Ingredients:
- 1 (5-6 pound) boneless or bone-in leg of lamb (approximately 2.3 - 2.7 kg)
- 4 cloves garlic, minced (approximately 12g)
- 2 tablespoons fresh rosemary, chopped (approximately 6g)
- 2 tablespoons fresh thyme, chopped (approximately 6g)
- 2 tablespoons olive oil (approximately 30ml)
- 1 tablespoon Dijon mustard (approximately 15ml)
- 1 teaspoon kosher salt (approximately 6g)
- ½ teaspoon black pepper (approximately 1g)
- 1/2 cup dry red wine (approximately 120ml)
- Optional: 1 lemon, zested
- 2 cups low-sodium chicken or vegetable broth (approximately 480ml)
- 1 tablespoon cornstarch (approximately 7g)
- 2 tablespoons cold water (approximately 30ml)
Instructions:
- Pat the lamb dry with paper towels. This helps with browning.
- In a small bowl, combine garlic, rosemary, thyme, olive oil, Dijon mustard, salt, pepper, and lemon zest (if using). Mix well to make the herb paste.
- Rub the herb paste all over the lamb. Place the lamb in a large resealable bag or container. Pour red wine over the lamb, ensuring it coats all sides. Refrigerate for at least 2 hours, or preferably overnight.
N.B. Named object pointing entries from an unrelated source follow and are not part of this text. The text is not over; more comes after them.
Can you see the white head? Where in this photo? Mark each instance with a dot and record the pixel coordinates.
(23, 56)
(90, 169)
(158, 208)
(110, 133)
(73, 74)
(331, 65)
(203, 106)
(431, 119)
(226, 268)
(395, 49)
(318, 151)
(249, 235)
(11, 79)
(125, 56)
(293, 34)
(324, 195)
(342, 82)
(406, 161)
- Preheat oven to 325°F (160°C).
- Place the lamb on a rack in the roasting pan. Roast for approximately 1 hour 30 minutes to 2 hours, or until a meat thermometer inserted into the thickest part of the lamb registers 135°F (57°C) for medium-rare, 145°F (63°C) for medium, or 155°F (68°C) for medium-well. Check out other lamb roast recipes online if needed
- Remove the lamb from the oven and let it rest for at least 15 minutes before carving. Tent loosely with foil. This allows the juices to redistribute, resulting in a more tender and flavorful roast.
- While the lamb is resting, skim excess fat from the pan juices. Place the roasting pan on the stovetop over medium heat. Add chicken or vegetable broth and bring to a simmer, scraping up any browned bits from the bottom of the pan.
- In a small bowl, whisk together cornstarch and cold water. Slowly whisk the cornstarch slurry into the simmering pan juices. Cook until the sauce thickens, about 1-2 minutes.
- Carve the lamb against the grain and serve immediately with the pan sauce (if using) and your favourite sides.